I’m a big fan of it, and like Justin I think the recent edition starter set has pretty much all you need, if you’ll be paying for it.
I have historically ran it as duets, though I’ve also recently ran it as a longer form campaign. It works perfectly fine and I often steal the “Personality Trait” system it has for other games (such as my current one).
Having said that, a lot of the stuff that Pendragon has isn’t directly gameable, so to speak. As in, there are older setting books for each region of Great Britain with maps and keyed locations, but the keys are stuff like “A town”, “A motte and bailey castle”, “A bridge where the Devil appeared once”, etc.

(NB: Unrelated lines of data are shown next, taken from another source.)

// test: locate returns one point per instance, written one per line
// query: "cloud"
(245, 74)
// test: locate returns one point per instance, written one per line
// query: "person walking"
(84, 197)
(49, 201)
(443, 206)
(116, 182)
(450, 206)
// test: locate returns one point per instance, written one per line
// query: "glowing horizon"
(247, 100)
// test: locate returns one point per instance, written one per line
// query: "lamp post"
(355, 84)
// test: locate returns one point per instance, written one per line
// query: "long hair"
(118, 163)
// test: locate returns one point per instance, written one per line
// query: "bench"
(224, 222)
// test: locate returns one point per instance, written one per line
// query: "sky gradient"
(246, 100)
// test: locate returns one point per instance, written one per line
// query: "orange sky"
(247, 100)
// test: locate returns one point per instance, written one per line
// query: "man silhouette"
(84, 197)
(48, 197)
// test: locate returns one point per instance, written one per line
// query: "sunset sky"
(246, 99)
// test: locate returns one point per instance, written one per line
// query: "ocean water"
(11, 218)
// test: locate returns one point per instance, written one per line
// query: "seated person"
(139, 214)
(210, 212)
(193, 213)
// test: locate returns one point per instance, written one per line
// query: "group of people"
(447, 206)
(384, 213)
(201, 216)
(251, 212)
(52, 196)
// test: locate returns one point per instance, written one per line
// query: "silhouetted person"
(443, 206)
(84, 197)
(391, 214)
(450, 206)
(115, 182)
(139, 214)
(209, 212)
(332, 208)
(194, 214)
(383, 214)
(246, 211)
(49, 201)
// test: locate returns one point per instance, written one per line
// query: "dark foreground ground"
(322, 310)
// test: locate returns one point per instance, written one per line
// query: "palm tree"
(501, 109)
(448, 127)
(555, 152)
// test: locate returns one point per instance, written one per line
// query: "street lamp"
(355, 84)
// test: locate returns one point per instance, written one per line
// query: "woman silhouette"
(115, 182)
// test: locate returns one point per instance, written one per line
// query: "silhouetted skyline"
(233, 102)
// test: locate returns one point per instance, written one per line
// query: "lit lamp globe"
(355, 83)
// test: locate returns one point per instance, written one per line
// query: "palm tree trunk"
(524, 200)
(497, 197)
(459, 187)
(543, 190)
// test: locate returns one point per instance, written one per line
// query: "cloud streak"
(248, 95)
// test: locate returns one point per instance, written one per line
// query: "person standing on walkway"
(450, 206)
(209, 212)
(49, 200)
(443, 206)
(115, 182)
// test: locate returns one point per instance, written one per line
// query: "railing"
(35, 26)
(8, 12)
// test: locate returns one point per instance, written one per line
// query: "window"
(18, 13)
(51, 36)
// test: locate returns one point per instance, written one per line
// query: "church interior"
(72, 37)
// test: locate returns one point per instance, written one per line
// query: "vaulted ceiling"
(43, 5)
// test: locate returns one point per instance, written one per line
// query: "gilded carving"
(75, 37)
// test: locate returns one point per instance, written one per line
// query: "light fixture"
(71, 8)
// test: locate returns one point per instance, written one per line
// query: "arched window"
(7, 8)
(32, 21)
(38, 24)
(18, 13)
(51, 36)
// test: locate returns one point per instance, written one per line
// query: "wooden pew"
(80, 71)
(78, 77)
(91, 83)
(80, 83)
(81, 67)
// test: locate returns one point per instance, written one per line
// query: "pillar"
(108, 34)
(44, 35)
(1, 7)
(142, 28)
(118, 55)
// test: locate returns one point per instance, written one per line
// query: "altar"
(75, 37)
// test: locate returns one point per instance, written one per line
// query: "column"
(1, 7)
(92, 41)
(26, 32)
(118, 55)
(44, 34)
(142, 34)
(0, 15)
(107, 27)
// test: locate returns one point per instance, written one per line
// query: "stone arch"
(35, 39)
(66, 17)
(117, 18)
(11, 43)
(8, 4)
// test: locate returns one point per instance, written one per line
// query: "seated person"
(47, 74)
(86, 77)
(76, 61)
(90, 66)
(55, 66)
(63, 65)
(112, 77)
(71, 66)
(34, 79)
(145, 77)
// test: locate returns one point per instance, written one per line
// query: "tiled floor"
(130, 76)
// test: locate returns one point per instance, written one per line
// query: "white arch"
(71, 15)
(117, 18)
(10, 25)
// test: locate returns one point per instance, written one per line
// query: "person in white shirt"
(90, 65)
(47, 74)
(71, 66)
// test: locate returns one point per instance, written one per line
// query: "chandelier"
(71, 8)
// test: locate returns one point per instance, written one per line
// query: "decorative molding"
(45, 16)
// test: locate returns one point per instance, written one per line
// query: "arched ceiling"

Also, the latest edition dismembered GM information in one book and player in another, which is mostly fine, except the bestiary is in the GM book, which is quite an important part of the game, so be conscious of that if you’ll be getting it.
You might see a lot about the Great Pendragon Campaign if you look for it online, but my honest opinion is that unless you and your players are very into Arthuriana, it will do little for you. And I do mean into actual Arthuriana, as in having some knowledge of Geoffrey of Monmouth and having read The Death of Arthur, not just enjoying The Knight of the Cart or wtv, because quite a few of the entries are either events from those or foreshadowing for events, and these do not hit at all if your players aren’t at least aware that this was a momentous occasion or that you just stopped a canonical event.
Much like Glorantha, the best way to play Pendragon is get the book, read it once, and then fill in the gaps yourself. The adventures range from “ok” to “basically a series of linear cutscenes”, and the sourcebooks mostly expand the basic game in increasingly pseudo-feudal ways which are really unnecessary for the short term.